Os efeitos da desigualdade
A desigualdade não se limita apenas ao acúmulo de riquezas. Como consequência, as pessoas enfrentam maiores custos em saúde, aluguel e até mesmo nas despesas veterinárias, sem que os salários acompanhem esse aumento. Collins acredita que essa situação gera uma profunda insatisfação social.
“Os oligarcas mais poderosos entendem que muitas pessoas estão sendo deixadas para trás e sofrendo economicamente”, comenta Collins, ressaltando que partidos políticos em busca de apoio popular às vezes se aproveitam desse descontentamento, criando mensagens que dissipam a responsabilidade dos ricos sobre esses problemas.
A captura política e a defesa da riqueza
Colins detalha como a defesa da riqueza funciona em quatro etapas: geração de riqueza, defesa da riqueza, captura política e hiper-extração. A primeira etapa, de certo modo, é acessível a muitos, mas a transição para Billionaireville exige um jogo político complexo. Especialistas em defesa de riqueza, como contadores e gerentes de patrimônio, empregam táticas como fundos offshore e fundações filantrópicas para proteger suas riquezas.
Apoio político é crucial para consolidar esse poder. A decisão da Suprema Corte em 2010, Citizens United v Federal Election Commission, permitiu que ricos investissem quantias quase ilimitadas em campanhas políticas, alterando dramaticamente o equilíbrio de poder.

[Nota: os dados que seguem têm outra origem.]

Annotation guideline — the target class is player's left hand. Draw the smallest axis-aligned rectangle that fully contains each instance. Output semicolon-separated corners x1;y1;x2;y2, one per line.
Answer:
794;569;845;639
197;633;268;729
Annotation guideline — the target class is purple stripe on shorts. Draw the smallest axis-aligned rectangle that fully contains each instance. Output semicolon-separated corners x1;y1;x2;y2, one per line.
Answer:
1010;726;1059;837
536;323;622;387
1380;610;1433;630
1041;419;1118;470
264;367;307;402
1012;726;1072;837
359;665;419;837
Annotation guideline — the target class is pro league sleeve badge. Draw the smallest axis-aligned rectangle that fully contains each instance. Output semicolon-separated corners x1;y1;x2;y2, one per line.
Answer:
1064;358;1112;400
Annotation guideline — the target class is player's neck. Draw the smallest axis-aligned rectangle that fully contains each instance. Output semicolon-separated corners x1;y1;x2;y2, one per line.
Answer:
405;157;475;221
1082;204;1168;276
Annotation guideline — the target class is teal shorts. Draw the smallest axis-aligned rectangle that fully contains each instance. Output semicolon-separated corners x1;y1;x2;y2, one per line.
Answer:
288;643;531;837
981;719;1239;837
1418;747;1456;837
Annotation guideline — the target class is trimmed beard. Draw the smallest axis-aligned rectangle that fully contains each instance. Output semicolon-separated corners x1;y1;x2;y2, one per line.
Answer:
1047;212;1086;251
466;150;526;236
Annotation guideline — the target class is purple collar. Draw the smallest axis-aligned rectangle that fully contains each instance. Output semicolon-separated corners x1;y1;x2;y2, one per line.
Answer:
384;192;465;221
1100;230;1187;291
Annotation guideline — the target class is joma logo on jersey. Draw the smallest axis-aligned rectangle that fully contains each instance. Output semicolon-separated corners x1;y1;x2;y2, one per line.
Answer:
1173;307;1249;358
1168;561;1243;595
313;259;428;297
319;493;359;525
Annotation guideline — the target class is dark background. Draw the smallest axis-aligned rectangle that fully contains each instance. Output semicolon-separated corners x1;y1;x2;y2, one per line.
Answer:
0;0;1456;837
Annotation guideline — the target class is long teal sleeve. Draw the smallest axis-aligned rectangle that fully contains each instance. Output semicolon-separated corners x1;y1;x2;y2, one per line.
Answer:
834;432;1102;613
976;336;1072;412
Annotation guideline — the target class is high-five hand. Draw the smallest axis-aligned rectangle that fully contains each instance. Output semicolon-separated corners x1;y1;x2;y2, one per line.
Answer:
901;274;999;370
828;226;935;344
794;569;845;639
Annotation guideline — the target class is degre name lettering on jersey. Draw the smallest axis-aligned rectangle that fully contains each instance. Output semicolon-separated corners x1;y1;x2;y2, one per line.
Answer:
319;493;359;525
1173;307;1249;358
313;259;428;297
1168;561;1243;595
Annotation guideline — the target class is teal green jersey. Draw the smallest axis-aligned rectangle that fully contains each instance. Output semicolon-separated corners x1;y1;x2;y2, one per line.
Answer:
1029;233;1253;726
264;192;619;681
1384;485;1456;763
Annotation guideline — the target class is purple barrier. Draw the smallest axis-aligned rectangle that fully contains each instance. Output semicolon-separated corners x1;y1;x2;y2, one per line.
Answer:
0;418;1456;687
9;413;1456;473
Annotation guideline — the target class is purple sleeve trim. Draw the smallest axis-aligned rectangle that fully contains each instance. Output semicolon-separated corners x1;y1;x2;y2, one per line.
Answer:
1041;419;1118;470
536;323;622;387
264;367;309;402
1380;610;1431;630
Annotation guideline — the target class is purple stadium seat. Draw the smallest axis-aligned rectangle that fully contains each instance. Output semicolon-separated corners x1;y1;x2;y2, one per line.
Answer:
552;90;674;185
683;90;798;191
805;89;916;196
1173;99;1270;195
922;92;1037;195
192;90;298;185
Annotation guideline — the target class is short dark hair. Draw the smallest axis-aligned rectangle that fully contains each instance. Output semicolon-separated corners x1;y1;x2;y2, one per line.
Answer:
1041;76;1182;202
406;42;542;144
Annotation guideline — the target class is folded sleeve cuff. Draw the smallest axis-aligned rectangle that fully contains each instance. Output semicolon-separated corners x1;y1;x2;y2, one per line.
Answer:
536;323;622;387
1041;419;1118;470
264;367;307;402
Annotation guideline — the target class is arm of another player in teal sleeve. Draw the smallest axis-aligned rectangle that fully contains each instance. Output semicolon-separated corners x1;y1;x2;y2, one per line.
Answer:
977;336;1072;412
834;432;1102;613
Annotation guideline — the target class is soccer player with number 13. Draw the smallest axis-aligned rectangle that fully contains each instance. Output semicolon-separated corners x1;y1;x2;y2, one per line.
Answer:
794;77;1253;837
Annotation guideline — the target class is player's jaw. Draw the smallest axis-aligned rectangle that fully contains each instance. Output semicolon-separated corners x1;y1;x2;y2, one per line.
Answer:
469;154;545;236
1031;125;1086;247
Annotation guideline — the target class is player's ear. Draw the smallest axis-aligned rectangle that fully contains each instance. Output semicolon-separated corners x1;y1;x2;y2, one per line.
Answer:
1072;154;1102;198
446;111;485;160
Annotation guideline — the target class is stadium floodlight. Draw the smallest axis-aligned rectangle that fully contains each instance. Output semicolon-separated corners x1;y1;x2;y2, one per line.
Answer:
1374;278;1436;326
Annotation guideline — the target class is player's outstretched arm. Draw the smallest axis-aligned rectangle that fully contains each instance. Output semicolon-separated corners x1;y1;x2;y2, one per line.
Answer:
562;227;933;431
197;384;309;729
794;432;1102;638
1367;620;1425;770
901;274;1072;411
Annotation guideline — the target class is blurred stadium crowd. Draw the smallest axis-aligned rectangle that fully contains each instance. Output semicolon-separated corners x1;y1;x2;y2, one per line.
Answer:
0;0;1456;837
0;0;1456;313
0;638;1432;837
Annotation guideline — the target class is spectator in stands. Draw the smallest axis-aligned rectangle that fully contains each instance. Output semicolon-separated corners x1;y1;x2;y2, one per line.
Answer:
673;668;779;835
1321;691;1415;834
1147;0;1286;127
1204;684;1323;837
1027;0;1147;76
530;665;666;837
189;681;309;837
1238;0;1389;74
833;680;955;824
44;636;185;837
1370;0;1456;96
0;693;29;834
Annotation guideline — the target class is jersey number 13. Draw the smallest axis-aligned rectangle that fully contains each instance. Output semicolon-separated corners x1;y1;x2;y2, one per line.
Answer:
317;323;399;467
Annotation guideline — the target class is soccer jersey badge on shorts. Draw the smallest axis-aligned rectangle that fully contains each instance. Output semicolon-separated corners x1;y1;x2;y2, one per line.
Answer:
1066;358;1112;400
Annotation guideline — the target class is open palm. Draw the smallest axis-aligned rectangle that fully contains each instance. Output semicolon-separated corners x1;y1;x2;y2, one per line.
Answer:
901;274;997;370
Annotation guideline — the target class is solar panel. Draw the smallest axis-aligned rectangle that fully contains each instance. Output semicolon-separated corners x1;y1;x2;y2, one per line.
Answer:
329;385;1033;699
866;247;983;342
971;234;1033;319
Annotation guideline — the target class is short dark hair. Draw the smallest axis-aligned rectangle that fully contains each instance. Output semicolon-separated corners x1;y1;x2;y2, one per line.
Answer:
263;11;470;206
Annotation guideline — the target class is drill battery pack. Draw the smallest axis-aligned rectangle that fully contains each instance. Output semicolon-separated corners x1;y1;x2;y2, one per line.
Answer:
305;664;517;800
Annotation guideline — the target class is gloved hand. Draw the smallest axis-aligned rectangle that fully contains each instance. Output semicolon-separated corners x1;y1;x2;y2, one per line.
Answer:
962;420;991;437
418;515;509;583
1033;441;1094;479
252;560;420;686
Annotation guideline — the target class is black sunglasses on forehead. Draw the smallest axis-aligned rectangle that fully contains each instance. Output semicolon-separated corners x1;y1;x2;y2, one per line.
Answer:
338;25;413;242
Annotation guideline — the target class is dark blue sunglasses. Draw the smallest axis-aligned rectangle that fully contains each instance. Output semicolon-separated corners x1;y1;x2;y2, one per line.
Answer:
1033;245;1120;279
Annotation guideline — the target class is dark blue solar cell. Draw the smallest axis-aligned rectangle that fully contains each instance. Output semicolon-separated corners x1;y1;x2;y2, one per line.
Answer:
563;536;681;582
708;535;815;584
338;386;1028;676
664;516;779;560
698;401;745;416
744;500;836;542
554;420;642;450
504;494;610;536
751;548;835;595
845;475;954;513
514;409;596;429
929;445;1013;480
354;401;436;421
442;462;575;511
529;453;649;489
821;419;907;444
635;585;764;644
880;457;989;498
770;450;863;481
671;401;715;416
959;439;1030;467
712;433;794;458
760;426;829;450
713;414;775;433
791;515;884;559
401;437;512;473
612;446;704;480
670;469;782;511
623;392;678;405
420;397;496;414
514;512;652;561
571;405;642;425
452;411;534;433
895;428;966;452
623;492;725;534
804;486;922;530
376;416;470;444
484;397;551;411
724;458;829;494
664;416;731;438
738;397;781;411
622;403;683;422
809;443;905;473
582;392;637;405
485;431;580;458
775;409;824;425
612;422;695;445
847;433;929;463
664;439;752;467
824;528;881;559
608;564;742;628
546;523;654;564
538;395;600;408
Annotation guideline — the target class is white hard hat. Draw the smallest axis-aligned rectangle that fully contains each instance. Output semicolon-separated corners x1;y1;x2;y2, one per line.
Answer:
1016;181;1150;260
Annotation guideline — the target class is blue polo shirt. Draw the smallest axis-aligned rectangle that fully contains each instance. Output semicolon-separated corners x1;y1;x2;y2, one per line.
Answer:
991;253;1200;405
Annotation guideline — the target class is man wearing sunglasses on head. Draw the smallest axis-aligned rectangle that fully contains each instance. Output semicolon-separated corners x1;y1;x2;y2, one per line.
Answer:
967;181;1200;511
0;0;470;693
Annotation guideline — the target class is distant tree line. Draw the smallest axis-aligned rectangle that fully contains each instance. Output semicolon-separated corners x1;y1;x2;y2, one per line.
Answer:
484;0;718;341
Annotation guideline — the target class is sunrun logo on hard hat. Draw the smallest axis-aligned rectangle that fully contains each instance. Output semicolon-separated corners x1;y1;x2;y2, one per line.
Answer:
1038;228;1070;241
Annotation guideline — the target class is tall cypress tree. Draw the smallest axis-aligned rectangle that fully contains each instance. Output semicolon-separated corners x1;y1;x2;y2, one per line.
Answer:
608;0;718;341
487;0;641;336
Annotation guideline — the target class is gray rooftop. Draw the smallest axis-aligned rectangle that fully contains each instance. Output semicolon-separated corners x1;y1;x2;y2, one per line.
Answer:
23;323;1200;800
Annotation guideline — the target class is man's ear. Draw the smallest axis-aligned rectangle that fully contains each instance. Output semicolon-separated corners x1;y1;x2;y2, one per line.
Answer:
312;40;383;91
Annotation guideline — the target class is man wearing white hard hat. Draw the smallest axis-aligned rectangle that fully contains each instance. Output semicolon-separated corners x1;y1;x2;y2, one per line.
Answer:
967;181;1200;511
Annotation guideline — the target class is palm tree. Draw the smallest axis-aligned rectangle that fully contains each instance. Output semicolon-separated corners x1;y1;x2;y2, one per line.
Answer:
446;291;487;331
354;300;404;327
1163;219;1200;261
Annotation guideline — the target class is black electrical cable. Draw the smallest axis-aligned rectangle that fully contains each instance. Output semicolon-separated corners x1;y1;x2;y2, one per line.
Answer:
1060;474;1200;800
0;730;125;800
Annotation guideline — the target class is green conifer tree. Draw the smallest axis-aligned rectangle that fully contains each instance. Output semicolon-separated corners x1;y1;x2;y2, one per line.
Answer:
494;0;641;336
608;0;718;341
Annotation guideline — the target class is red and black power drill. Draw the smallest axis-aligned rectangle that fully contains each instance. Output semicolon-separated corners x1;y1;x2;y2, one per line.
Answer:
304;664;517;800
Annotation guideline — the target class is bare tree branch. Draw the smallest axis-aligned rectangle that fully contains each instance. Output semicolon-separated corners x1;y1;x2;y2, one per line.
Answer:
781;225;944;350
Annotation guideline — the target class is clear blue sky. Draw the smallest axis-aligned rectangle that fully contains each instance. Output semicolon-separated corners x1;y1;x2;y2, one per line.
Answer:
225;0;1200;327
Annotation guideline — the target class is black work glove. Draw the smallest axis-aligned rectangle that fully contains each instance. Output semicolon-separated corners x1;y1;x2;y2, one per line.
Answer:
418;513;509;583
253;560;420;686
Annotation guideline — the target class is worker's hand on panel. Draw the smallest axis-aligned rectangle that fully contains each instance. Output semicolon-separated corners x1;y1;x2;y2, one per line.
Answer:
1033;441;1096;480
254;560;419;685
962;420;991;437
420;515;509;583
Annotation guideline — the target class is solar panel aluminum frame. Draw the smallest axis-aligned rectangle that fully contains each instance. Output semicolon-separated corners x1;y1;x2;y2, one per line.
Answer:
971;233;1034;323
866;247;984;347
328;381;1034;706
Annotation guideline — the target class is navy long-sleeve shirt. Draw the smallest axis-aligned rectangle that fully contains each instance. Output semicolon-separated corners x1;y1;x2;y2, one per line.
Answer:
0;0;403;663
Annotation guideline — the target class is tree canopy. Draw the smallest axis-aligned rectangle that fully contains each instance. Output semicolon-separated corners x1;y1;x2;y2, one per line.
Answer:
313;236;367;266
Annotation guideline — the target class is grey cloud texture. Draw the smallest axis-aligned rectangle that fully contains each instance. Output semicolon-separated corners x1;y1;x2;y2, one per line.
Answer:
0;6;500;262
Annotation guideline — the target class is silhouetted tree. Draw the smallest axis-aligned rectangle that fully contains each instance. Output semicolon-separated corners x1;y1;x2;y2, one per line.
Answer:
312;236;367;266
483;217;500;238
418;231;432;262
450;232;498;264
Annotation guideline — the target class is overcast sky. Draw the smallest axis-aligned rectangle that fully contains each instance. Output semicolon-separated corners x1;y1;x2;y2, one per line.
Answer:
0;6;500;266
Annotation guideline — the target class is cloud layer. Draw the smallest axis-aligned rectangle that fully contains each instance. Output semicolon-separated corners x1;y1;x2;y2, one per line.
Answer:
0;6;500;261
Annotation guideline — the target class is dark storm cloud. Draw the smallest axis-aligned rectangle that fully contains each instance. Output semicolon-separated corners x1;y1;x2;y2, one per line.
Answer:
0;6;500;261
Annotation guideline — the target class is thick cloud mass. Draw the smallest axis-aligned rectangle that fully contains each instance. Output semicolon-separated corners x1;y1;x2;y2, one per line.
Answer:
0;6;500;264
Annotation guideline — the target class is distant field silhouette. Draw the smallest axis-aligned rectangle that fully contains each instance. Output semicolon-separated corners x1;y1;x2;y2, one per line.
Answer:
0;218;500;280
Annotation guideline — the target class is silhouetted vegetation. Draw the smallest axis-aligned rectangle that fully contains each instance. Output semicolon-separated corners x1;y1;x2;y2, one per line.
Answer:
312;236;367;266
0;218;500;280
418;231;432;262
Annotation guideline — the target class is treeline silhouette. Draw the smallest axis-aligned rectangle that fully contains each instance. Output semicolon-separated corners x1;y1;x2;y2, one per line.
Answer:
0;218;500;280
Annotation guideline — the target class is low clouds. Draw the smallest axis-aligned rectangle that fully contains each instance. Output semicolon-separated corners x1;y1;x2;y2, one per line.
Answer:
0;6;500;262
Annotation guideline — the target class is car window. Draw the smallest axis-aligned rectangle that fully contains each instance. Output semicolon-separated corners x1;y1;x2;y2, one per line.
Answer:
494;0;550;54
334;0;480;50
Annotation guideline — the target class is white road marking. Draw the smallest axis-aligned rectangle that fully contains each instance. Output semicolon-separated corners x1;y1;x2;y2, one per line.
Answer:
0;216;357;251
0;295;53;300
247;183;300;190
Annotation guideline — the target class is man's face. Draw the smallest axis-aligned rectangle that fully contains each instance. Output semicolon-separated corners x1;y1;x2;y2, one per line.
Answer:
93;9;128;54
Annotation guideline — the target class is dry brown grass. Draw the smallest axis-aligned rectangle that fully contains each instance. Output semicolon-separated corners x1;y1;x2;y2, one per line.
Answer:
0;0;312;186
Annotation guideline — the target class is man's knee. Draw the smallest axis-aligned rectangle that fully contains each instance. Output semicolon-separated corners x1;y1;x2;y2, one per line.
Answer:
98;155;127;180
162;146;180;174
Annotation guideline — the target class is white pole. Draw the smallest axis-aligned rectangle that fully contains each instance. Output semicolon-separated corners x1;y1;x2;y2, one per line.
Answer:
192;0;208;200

Poder e política: a interseção de riqueza e influência
Embora muitos visem os bilionários como o problema, Collins destaca que a verdadeira questão está nas políticas que permitem a acumulação e defesa dessa riqueza. “Não se trata dos bilionários em si, mas do sistema que permite a eles uma influência desproporcional sobre a sociedade”, afirma. Este sistema contribui para que grandes empresas controlem setores essenciais da economia, o que gera ainda mais desigualdade.
“Você pode tirar o bilionário, mas a estrutura que permitiu sua ascensão continuará a privilegiar aqueles dispostos a seguir essas regras”, conclui. Para Collins, o necessário é uma reforma no sistema económico que ajude a redistribuir riqueza e a oferecer oportunidades para todos, como altas no salário mínimo e o fortalecimento de sindicatos.
Democratas, republicanos e o papel da política na desigualdade
Nos últimos anos, colisões políticas têm bloqueado propostas favoráveis à redistribuição de riqueza. Um exemplo é o “Build Back Better” bill, uma proposta democrática votada em 2021 que pretendia financiar investimentos sociais por meio de aumentos de impostos sobre os mais ricos. A proposta, apesar de apoiada pela maioria, não avançou devido a duas vozes centristas no Senado.
Collins acredita que há espaço para mudanças através de movimentos populares, mas alerta que isso requer um esforço contínuo para se contrabalançar a influência dos ricos. “O que buscamos não é impossível; podemos consertar isso. A mudança é viável”, conclui, encorajando um despertar político para a desigualdade que afeta a vida de milhões diariamente.